Ciudad del Vaticano • El papa Francisco lamentó hoy a través de un mensaje vía Twitter el derrumbe de un edificio en Bangladesh, que causó unos 341 muertos y miles de heridos, y pidió oraciones por las víctimas.

"Uníos a mí en la oración por las víctimas de la tragedia de Dacca, Bangladesh, que Dios conceda consuelo y fuerza a sus familias", difundió este sábado el perfil del papa de la red social Twitter, @pontifex, que cuenta ya con dos millones 426 mil 945 seguidores.

El Rana Plaza, edificio de ocho plantas ubicado en la localidad de Savar, a 30 kilómetros de Dacca, Bangladesh, que contaba con cinco talleres en el que laboraban tres mil obreros de la industria textil, se colapsó el pasado miércoles.

En tanto, en su homilía de este sábado, el pontífice criticó la actitud de cerrazón de algunas comunidades religiosas, incluso dentro de la Iglesia católica, que hablan mal de los demás y destruyen la unidad mediante la calumnia.

El papa Francisco presidió la misa diaria este sábado ante trabajadores del Servicio de Correos y del Dispensario Pediátrico del Vaticano, en la capilla de la Casa de Santa Marta.

"¿Cómo son nuestras comunidades, las comunidades religiosas, las comunidades parroquiales? ¿Son comunidades abiertas al espíritu santo o son comunidades cerradas, con todos mandamientos precisos, que cargan sobre las espaldas de fieles tantos mandatos?", cuestionó.

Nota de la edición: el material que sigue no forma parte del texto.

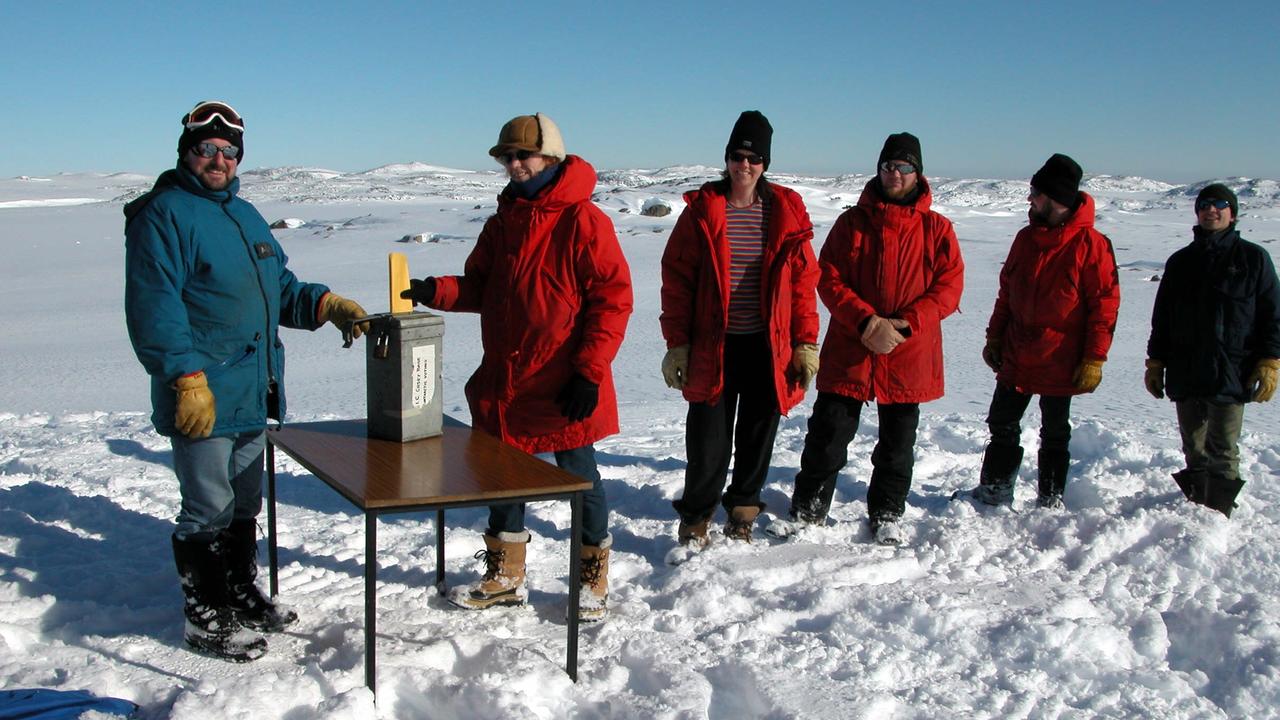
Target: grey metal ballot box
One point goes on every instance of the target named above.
(403, 363)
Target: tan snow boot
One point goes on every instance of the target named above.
(503, 582)
(741, 520)
(593, 601)
(694, 536)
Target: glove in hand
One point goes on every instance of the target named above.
(881, 335)
(1087, 376)
(1264, 378)
(577, 399)
(804, 363)
(339, 311)
(196, 406)
(675, 367)
(421, 292)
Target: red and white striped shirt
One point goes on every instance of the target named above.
(745, 233)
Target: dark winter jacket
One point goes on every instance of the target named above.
(895, 261)
(695, 288)
(1057, 304)
(554, 294)
(1216, 314)
(206, 287)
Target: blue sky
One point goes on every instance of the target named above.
(1176, 91)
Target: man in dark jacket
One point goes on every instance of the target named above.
(206, 288)
(1050, 331)
(890, 273)
(1215, 345)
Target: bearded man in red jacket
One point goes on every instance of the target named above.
(553, 292)
(890, 272)
(1050, 331)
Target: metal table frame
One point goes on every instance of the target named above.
(339, 479)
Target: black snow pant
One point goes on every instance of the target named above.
(826, 451)
(743, 424)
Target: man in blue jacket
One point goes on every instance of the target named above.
(1215, 345)
(206, 290)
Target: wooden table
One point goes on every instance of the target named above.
(461, 468)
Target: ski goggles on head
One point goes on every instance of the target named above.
(208, 112)
(1201, 205)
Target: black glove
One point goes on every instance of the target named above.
(421, 292)
(577, 399)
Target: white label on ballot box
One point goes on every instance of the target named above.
(424, 374)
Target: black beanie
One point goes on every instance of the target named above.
(752, 132)
(903, 146)
(1219, 191)
(216, 128)
(1059, 180)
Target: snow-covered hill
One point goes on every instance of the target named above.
(1128, 604)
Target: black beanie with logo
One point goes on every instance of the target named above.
(753, 133)
(903, 146)
(1060, 180)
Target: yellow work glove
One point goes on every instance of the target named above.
(992, 355)
(675, 367)
(1155, 378)
(338, 310)
(1087, 376)
(1264, 378)
(196, 408)
(881, 335)
(804, 363)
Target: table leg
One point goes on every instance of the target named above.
(575, 582)
(274, 584)
(370, 601)
(439, 551)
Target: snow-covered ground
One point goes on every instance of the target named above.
(1130, 602)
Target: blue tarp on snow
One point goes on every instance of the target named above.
(59, 705)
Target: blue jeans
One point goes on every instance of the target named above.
(1211, 436)
(595, 509)
(220, 479)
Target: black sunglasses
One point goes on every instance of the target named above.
(508, 158)
(1207, 204)
(209, 150)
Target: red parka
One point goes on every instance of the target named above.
(1057, 304)
(554, 294)
(895, 261)
(695, 288)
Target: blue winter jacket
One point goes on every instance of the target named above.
(1216, 314)
(206, 288)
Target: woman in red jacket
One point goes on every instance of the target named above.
(1050, 331)
(740, 319)
(553, 292)
(891, 272)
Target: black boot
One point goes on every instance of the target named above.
(1000, 465)
(211, 627)
(252, 609)
(1052, 477)
(1223, 492)
(1194, 484)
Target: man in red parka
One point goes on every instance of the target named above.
(740, 318)
(553, 292)
(890, 272)
(1050, 331)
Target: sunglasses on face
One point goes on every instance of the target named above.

Comentando en italiano un pasaje bíblico, el papa se refirió a la comunidad de los judíos cerrados, la cual creía que todo fuese como ellos pensaban, por ello se sentían como defensores de la fe y comenzaron a hablar contra los apóstoles, a calumniar.

Recordó que a las pías mujeres de la nobleza que tenían poder, les llenaron la cabeza de ideas, de cosas y explicaban para hablarles a sus maridos para que fuesen contra los apóstoles.

Según el pontífice, la actitud de ese grupo se manifiesta en todos los grupos de la historia, los grupos cerrados que prefieren ponerse de acuerdo con el poder y resolver las dificultades "entre nosotros".

"Esta es justamente la actitud de esta religiosidad cerrada, que no tiene la libertad de abrirse al señor", advirtió.

Sostuvo que esa actitud apela siempre a la calumnia y al hablar de más. "Son comunidades chismosas, que hablan en contra, destruyen al otro y miran adentro, siempre adentro, cubiertas con un muro", insistió.

"Al contrario las comunidades libres, con la libertad de Dios y del espíritu santo, seguían adelante, incluso en las persecuciones. Y la palabra del señor se difundía por toda la región. El bien es así: se difunde siempre, no se cierra en sí mismo", estableció.